Residual enzymatic activity after five cycles of reuse of immobilized enzymes.

In general, decreased activity can result from denaturation, loss of stability, diffusional limitations, and detachment of lipase molecules from the surface of the magnetic support. The decrease in activity in the physical adsorption immobilization strategy seems to be related to the high surface loading. The release of lipases would then occur due to shear forces during agitation. For this reason, the immobilization strategy by physical adsorption is considered a method with low reuse potential. The decrease in catalytic activity of lipases immobilized with APTS ligand along the recycling cycles may be related to mass transfer restrictions due to the amount of product on the matrix surface67. In the immobilization using MPTS, the strong covalent bond mediated by the thiol group appears to delay enzyme release, making it reusable for more cycles. These results agree with previously reported observations on covalently immobilized enzymes68,69,70.

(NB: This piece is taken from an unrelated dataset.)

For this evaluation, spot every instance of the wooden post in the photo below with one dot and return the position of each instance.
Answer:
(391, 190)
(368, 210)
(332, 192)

Our results indicate that the immobilization of lipases with MPTS, although resulting in lower catalytic activity than that of MNPs-APTS, can be a promising alternative for reusing enzymes after several recycling cycles. These results provide new insights into the biocatalysis industry and may help scale up various applications involving immobilized enzymes. However, studies involving substrate diffusion over immobilized enzymes, the possibility of contamination of the final product, and the environmental impact of nanomagnetic supports are still necessary for full-scale applications. A cost analysis considering all the points discussed in this work is fundamental, in addition, such as to the costs of materials and energy for scaling the process. The correct selection of the immobilization strategy on the nanomagnetic supports is determinant in the catalytic process's reaction yield and economics.

Conclusions

This study evidenced the differences between three strategies of enzyme immobilization on nanomagnetic supports using Rhizomucor miehei lipase as a study model. The results showed that, although the physical adsorption immobilization strategy was more efficient (509.48 mg g−1), it resulted in lower catalytic activity (21.21 U mg−1). The covalent coupling strategy using the APTS ligand showed a lower yield of surface charge (111.69 mg g−1) but higher catalytic activity (256.89 U mg−1), with retention of 75.76% of the activity in the fourth reuse cycle. MPTS-mediated immobilization through a free SH ligand showed a surface charge of 114.43 mg g−1 and catalytic activity of 133.96 U mg−1. This covalent coupling strategy retained 100% of the activity after five hydrolysis cycles. These results show that the highest number of immobilized enzymes is not always the best way to decide on a conjugation strategy. Our findings are essential for the development of nanoconjugates with high enzymatic activity, which can guarantee the success of several industrial applications.